Über die Popularität des BARFens…
…und über das, was hinten rauskommt, will ich heute schreiben.
Ich weiß ja nicht, ob das an meiner selektiven Wahrnehmung durch mein gesteigertes Interesse an Rohfütterung liegt. Aber ich habe den Eindruck, es wird wieder mehr Mode, seinem Hund Fleisch zu füttern.
Aufgefallen ist mir das zuerst bei der zunehmenden Rinti-Werbung auch im Fernsehen für die 100%-Fleisch-Dosen. Gut, ich gebe zu: Das hat mit Rohfütterung wenig zu tun, schließlich ist das Dosenfleisch gut durchgegart.
Aber vermutlich noch immer um Längen besser als der Pedi****-, Fro*ic- und Cha**i-Müll, der sonst durchs Werbefernsehen turnt.
Ein niederländischer Hersteller scheint eine Art “Fertig-BARF” unter dem Namen Energique anzubieten. Es kommt gefroren und klein portioniert daher.

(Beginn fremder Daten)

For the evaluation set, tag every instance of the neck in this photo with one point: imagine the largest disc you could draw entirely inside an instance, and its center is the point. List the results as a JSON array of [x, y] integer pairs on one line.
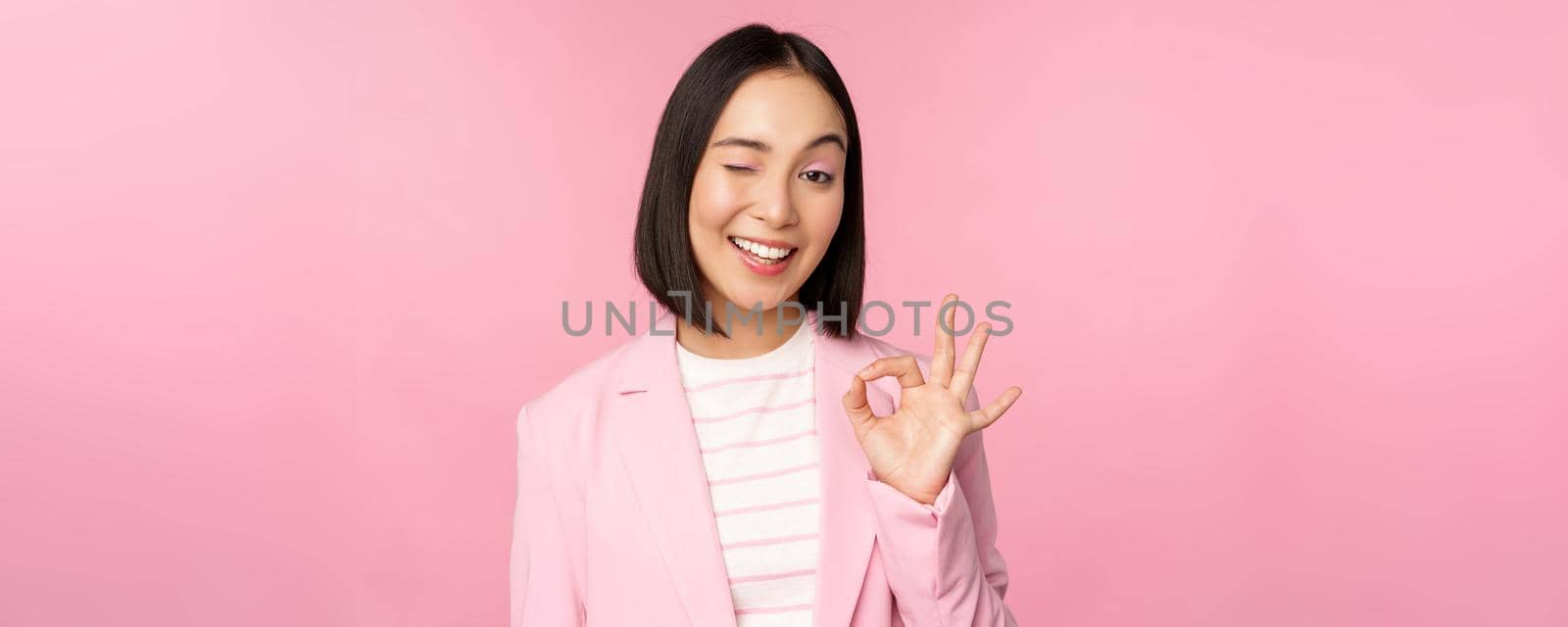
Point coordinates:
[[749, 336]]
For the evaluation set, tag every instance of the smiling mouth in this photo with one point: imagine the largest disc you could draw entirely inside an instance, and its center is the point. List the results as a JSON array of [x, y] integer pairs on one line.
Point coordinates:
[[760, 253]]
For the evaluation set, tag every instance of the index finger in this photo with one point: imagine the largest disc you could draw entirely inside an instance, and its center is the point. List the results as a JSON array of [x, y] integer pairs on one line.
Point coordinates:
[[943, 357]]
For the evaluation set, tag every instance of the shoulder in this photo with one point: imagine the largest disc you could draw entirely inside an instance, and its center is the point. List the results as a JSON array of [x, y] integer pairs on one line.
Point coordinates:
[[870, 349]]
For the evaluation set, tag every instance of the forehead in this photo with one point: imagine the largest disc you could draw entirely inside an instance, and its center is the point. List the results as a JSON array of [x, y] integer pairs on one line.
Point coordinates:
[[780, 109]]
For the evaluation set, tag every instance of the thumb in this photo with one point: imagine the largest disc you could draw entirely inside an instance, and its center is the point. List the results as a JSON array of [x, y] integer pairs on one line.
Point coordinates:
[[857, 407]]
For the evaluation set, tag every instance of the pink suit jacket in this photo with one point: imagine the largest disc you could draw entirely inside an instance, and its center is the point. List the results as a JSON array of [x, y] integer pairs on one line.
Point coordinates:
[[613, 524]]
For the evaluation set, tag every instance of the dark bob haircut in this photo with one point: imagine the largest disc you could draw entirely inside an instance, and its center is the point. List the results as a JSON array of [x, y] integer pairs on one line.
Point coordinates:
[[663, 245]]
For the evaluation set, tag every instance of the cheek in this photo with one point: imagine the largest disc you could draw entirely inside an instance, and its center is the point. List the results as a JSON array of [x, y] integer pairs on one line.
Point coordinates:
[[712, 206], [822, 221]]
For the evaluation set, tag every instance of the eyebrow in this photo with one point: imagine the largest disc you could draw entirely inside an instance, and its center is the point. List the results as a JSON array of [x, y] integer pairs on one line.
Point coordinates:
[[762, 146]]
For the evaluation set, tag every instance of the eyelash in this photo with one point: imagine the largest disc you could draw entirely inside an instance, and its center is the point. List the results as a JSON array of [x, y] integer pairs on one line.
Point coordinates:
[[827, 177]]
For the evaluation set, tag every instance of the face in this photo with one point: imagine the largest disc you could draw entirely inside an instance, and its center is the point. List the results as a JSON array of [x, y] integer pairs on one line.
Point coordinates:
[[768, 192]]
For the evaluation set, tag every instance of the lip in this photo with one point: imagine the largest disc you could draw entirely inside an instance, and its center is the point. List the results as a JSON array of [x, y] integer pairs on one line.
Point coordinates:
[[757, 266]]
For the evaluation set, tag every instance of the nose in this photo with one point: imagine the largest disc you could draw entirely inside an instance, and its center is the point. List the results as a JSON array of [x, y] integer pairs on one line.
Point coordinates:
[[773, 206]]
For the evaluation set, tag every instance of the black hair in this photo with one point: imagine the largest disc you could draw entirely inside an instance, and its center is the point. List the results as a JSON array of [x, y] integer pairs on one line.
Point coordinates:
[[663, 243]]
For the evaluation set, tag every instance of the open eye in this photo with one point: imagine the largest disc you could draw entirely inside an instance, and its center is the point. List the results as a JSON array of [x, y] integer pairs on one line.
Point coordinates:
[[823, 177]]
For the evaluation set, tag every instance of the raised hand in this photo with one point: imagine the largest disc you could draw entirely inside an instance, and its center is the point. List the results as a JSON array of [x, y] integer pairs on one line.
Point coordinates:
[[914, 449]]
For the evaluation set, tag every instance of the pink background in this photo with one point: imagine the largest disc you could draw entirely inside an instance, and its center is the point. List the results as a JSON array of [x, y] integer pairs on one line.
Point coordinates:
[[1288, 282]]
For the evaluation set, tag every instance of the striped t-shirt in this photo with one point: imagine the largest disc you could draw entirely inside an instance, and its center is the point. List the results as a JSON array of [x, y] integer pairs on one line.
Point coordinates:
[[757, 427]]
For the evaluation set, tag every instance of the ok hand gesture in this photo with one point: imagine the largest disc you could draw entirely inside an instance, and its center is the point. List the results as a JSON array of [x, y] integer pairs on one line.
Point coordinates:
[[913, 451]]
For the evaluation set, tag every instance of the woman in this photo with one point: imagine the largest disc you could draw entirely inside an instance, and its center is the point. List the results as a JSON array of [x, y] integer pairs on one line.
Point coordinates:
[[764, 464]]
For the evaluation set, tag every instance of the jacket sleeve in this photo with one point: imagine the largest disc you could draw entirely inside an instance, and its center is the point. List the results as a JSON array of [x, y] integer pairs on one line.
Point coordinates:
[[941, 558], [543, 590]]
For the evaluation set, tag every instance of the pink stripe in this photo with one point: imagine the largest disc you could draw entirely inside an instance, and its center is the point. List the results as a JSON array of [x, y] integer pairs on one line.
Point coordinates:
[[762, 475], [749, 444], [789, 504], [773, 608], [760, 543], [760, 410], [747, 378], [772, 576]]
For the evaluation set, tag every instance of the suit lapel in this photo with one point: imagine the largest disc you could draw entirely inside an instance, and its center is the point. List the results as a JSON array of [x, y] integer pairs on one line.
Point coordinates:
[[653, 430], [847, 527]]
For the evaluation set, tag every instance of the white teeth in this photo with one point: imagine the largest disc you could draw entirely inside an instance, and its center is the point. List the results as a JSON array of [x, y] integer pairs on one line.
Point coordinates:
[[762, 251]]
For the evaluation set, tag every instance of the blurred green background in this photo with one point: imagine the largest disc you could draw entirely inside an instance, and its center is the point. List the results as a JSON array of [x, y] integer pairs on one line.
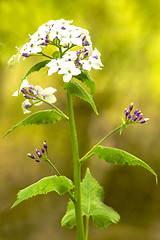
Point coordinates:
[[127, 33]]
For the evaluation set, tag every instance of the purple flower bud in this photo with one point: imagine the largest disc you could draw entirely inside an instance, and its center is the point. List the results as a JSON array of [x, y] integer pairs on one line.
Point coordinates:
[[85, 43], [126, 112], [31, 86], [43, 151], [27, 96], [140, 116], [25, 54], [83, 38], [78, 63], [135, 118], [144, 120], [37, 160], [84, 50], [39, 153], [78, 52], [66, 46], [24, 90], [136, 111], [31, 156], [28, 105], [131, 107], [86, 55], [45, 145], [130, 116], [31, 91]]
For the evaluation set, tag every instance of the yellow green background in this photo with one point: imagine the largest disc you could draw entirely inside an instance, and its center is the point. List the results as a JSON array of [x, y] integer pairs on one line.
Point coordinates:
[[127, 33]]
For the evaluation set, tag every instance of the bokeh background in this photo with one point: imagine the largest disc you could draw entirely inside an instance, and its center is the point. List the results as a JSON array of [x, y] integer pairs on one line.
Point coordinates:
[[127, 33]]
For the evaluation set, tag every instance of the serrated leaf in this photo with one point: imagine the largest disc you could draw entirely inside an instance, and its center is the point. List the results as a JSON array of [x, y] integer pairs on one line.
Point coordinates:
[[117, 156], [84, 77], [76, 89], [59, 184], [92, 205], [41, 117]]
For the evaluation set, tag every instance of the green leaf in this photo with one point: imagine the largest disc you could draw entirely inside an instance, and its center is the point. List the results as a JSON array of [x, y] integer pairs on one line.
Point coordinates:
[[41, 117], [56, 55], [84, 77], [76, 89], [59, 184], [117, 156], [92, 205]]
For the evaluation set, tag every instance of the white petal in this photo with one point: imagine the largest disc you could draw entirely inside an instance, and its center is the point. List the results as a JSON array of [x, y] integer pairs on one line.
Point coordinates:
[[49, 90], [39, 90], [67, 77], [51, 98], [76, 71]]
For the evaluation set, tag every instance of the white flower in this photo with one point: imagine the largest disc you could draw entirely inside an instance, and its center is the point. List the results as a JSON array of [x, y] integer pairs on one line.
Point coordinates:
[[69, 71], [24, 84], [70, 56], [25, 105], [93, 61], [46, 94], [55, 65], [73, 37]]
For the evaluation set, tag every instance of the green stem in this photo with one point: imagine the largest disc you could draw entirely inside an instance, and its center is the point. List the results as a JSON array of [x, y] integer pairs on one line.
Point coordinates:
[[87, 227], [90, 153], [58, 173], [58, 110], [45, 55], [76, 171]]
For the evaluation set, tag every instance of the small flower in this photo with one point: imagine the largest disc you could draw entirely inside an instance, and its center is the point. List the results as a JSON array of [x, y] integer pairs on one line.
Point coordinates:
[[24, 84], [46, 94], [69, 71], [131, 107], [136, 117], [144, 120], [40, 155], [45, 145], [25, 105], [37, 95]]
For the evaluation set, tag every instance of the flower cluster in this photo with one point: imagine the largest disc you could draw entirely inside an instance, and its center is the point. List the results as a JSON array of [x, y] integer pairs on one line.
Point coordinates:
[[40, 154], [64, 37], [137, 116], [35, 95]]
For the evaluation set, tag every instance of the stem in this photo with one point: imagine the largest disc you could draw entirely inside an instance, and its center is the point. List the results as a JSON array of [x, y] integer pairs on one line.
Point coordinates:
[[76, 170], [58, 110], [55, 169], [45, 55], [90, 153], [87, 227], [58, 173]]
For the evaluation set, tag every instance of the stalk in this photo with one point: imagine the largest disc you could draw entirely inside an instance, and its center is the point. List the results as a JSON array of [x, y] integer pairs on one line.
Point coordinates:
[[90, 153], [76, 170]]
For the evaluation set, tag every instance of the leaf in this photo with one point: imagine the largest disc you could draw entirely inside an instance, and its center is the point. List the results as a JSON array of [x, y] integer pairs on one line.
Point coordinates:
[[84, 77], [59, 184], [41, 117], [76, 89], [92, 205], [117, 156]]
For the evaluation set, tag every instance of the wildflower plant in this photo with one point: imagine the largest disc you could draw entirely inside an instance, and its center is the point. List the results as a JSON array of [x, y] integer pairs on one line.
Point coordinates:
[[73, 57]]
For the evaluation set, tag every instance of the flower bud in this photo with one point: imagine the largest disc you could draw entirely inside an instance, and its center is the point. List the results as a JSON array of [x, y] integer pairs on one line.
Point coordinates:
[[45, 145], [131, 107], [39, 154]]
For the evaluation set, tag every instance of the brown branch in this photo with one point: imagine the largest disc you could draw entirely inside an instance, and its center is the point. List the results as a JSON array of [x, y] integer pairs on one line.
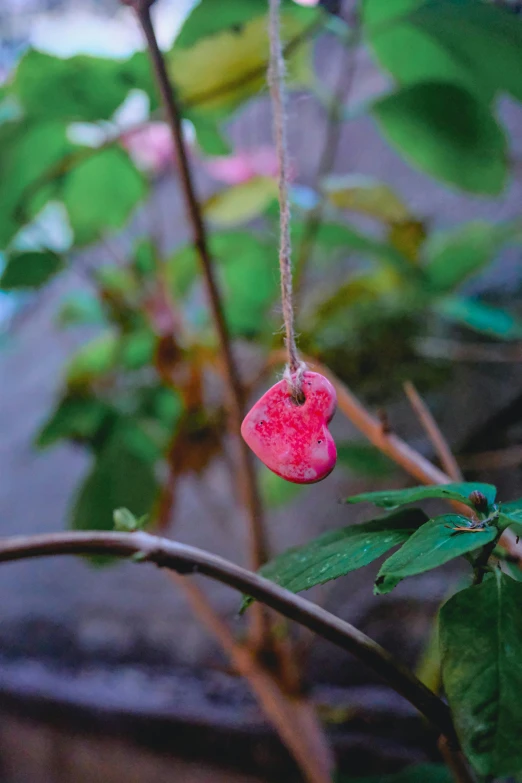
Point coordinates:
[[391, 445], [291, 715], [185, 560], [246, 473], [442, 449]]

Die Inhaltsstoffe lesen sich (vom Getreide abgesehen) ganz gut, nur fehlen mir die genauen Mengen bei der Zusammensetzung. Außerdem stelle ich meinen Kram doch lieber selbst zusammen. So sehr ich auch schimpfe, wenn mal wieder ein frisch gelieferter Zentner Fleisch geschleppt, portioniert und verstaut werden will — irgendwie macht es inzwischen doch Spaß.
Neben vielen guten und richtigen Gründen, aus denen man sich für die Rohfütterung entscheiden kann, taucht bei Energique leider auch die dümmste Behauptung zum Thema BARF auf: Nur 10% des aufgenommenen Futters kämen dank der guten Verwertung hinten wieder raus.
Das ist ja nun wahrlich kein Kunststück, wenn die Futterquelle — wie bei Rohfütterung nun mal üblich — zu mehr als der Hälfte aus Wasser besteht!
Es stimmt allerdings: Was Rondra absondert, ist fest und nicht besonders viel. Laut Rechnung von Energique sollten es 100g täglich sein. Könnte in etwa hinkommen. Gewogen habe ich das aber noch nicht *lach*!
Rondras Hinterlassenschaften riechen auch nicht besonders übel. Es sei denn, sie hat im Wald mal wieder Kacke gefressen oder von mir etwas Seltsames bekommen. Wie neulich, mit diesen schrecklich künstlichen Leckerlies, die man uns geschenkt hat… Da konnte ich im Dunkeln zwar nicht sehen, ob sie ihr großes Geschäft gemacht hat — aber erst konnte ich es hören, und dann riechen!
Ich verstehe auch nicht, warum viele Hundehalter so ein Gewese um das Beseitigen der Hinterlassenschaften ihrer Tiere machen. Ich habe in jeder meiner Jacken einige kleingefaltete 3-Liter-Gefrierbeutel. Hand in die Tüte, rein ins Vergnügen, auf links drehen, zuknoten und fertig.
Und wem das noch zu eklig (oder zu langweilig) ist, für den bietet der Markt auch bald etwas: Das Dog Poo Spray. Stielchen in den Haufen stecken, das Ganze mit flüssigem Stickstoff besprühen, und dann den Haufen am Stiel zum nächsten Mülleimer bringen.
Scheiß am Stiel, quasi…
Warum es aber einfacher sein soll, eine Dose flüssigen Stickstoff mit sich herumzutragen statt nur ein paar kleingefalteter Plastiktütchen, das erschließt sich mir nicht wirklich.